There’s a long-ish piece in the New Yorker this week by John McPhee on structure (in writing). It’s an interesting article to me, as a writer, because McPhee opens the door to the workshop. I’ve always been a fan of the “Writers at Work” series in the Paris Review. Although, I can’t imagine that anyone but a writer would be all that interested in how writers go about their work. It’s literary shoptalk. What I’ve learned in two decades of reading about how other writers write is that everyone has their own bag of tricks, everyone works in their own way, and there’s no standard method. What works for one writer, won’t necessarily work for another.
Working methods differ, but the basic process is the same: conception, organization, implementation, revision, (and finally) publication. How a writer goes about navigating that process is his business.
I still don’t know what sort of soccer book I’m going to write. When I first got interested in writing about soccer (the latter part of 2011) my first idea was to write a book about youth soccer, a vaguely fictional memoir about a dad coaching his son’s team. The first thing I did was a “literature search.”

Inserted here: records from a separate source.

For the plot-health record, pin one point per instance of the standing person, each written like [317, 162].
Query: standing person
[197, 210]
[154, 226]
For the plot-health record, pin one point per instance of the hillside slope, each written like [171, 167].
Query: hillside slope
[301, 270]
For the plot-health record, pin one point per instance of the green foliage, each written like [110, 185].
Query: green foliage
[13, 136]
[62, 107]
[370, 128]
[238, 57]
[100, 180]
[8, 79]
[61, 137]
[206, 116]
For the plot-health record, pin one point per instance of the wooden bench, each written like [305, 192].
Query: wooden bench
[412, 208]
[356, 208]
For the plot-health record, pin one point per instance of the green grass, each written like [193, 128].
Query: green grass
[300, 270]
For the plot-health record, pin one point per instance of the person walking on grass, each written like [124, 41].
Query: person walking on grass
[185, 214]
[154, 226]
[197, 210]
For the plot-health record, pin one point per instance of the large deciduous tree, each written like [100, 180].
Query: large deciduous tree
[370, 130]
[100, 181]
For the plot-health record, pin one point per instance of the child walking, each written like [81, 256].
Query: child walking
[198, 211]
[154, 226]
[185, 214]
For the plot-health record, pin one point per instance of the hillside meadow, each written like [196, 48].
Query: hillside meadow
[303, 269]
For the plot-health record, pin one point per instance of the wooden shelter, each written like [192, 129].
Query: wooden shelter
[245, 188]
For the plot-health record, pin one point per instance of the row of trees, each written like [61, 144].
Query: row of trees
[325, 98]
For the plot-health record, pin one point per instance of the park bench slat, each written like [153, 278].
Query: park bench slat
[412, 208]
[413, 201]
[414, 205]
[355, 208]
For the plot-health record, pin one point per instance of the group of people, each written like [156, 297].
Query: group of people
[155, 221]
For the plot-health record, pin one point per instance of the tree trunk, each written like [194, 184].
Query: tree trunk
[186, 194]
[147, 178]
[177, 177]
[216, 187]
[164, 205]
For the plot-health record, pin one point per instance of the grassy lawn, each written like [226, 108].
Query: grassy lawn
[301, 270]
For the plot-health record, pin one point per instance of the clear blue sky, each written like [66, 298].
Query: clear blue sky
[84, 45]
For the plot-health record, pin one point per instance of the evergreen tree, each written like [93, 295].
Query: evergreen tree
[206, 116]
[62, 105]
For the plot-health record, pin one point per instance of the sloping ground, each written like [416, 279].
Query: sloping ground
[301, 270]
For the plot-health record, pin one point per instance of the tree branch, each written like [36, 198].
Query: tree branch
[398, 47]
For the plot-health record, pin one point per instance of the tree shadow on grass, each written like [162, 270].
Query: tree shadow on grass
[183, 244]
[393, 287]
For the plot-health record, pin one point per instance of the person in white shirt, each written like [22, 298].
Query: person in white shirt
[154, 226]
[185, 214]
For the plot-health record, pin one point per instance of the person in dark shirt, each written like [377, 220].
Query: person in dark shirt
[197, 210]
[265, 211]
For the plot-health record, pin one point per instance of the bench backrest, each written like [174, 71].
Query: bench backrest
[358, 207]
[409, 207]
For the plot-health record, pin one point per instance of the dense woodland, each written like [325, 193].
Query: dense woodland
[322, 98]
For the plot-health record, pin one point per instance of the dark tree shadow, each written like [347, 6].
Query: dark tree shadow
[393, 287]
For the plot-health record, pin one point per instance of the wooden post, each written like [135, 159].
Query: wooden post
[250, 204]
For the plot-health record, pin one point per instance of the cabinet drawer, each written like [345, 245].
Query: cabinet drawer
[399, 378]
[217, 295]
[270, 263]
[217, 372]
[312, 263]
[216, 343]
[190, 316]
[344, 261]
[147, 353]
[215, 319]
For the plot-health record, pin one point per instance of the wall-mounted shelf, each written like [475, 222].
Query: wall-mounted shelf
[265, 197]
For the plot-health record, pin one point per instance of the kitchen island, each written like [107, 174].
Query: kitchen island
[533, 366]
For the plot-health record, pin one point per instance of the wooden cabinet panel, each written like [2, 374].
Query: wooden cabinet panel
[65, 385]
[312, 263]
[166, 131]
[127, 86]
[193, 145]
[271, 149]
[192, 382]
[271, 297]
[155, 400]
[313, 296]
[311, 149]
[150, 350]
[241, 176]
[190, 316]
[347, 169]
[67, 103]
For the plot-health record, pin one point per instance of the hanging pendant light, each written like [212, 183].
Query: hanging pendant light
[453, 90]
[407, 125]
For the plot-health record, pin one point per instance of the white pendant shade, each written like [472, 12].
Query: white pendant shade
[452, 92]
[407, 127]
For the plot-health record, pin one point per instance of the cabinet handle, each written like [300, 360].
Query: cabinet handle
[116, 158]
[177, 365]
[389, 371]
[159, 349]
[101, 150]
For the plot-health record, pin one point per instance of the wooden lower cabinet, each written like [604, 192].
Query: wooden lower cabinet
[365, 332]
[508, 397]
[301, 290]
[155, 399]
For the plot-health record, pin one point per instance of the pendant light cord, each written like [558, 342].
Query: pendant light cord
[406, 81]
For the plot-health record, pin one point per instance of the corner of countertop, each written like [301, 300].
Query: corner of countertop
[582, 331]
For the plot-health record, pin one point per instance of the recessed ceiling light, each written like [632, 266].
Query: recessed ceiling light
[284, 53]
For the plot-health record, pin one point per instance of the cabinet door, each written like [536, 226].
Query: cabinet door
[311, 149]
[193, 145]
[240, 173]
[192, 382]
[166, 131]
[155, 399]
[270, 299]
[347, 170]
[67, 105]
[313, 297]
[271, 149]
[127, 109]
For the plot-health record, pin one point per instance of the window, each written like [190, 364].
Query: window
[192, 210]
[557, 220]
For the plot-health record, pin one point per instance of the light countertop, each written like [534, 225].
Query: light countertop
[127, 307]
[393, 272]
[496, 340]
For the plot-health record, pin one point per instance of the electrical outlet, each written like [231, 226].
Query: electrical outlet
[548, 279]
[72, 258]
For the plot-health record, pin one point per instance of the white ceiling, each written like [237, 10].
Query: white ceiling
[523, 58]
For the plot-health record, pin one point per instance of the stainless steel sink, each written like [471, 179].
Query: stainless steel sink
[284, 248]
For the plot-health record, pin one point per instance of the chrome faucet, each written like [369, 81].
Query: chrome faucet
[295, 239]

When I was in graduate school, I had to come up with an original research problem. That original problem would be the subject of the dissertation I would need to write to complete my degree. The originality of the idea was key. I couldn’t just do something that had already been done, the idea had to be completely fresh, something new in the world, pertaining to a problem that had never been solved before. So each time I came up with an idea (the conception phase) I’d trudge off to the library (the Internet was still in its infancy back then) and do a literature search. The mechanics were slightly different than doing a Google search, but the idea is the same. The literature search had to be complete and exhaustive. The worst thing is to pick a project, spend a year or two working on it, and then discover that it’s already been done before.
It didn’t take me long to find Jim Haner’s book Soccerhead. The subtitle of the book gives you an idea of what the subject matter is: “An accidental journey into the heart of the American game.” But it’s the premise that gives the book its structure: a dad who gets drafted to coach his son’s soccer team learns about the game and it’s history and development. Haner covers the story of soccer in America, giving an entertaining history of the game embedded in the context of his trials and tribulations as a youth soccer coach. It’s a brilliantly done book. And there’s no reason why I should try to rewrite it. Okay, perhaps things are different in the US, ten years since Soccerhead‘s publication, but there are other soccer books I could write, so why redo that one?
I’d moved to Long Island for practical reasons having to do with my writing career. And after three years of working on a novel, a colleague of mine, another writer, encouraged me to take up blogging. This colleague had been experimenting with blogging about wine. He knew that I was an amateur brewer, so he kept bugging me about writing a craft beer blog. Somewhat reluctantly, I gave it a try. And the experience I gained over the subsequent five years helped shape my thinking about culture and society. I wasn’t satisfied to limit myself to writing just about craft beer, I wanted to write about American culture and what the craft beer movement represented in that context. The connections I made in those five years led to a partnership with two other brewers, and together we founded and launched a craft brewery of our own. Now that I’m a professional brewer and not just a beer writer, I have a different relationship to the local beer scene. So what I write about the world of craft beer is colored by this new perspective.
I thought about giving up writing about craft beer altogether. During that time I indulged myself in working on a number of fiction projects I’d started over the years and not quite finished because I was so wrapped up in chasing after craft beer. With the beer blogging out of the way I felt free to flirt with other subjects. And because my son was getting more involved with soccer and his team needed an assistant coach, my life started revolving more and more about the axis of the soccer pitch and less about the pub. The change was also good for my health. Running around after eight and nine year olds is good exercise, and after a few months I noticed my beer gut shrinking.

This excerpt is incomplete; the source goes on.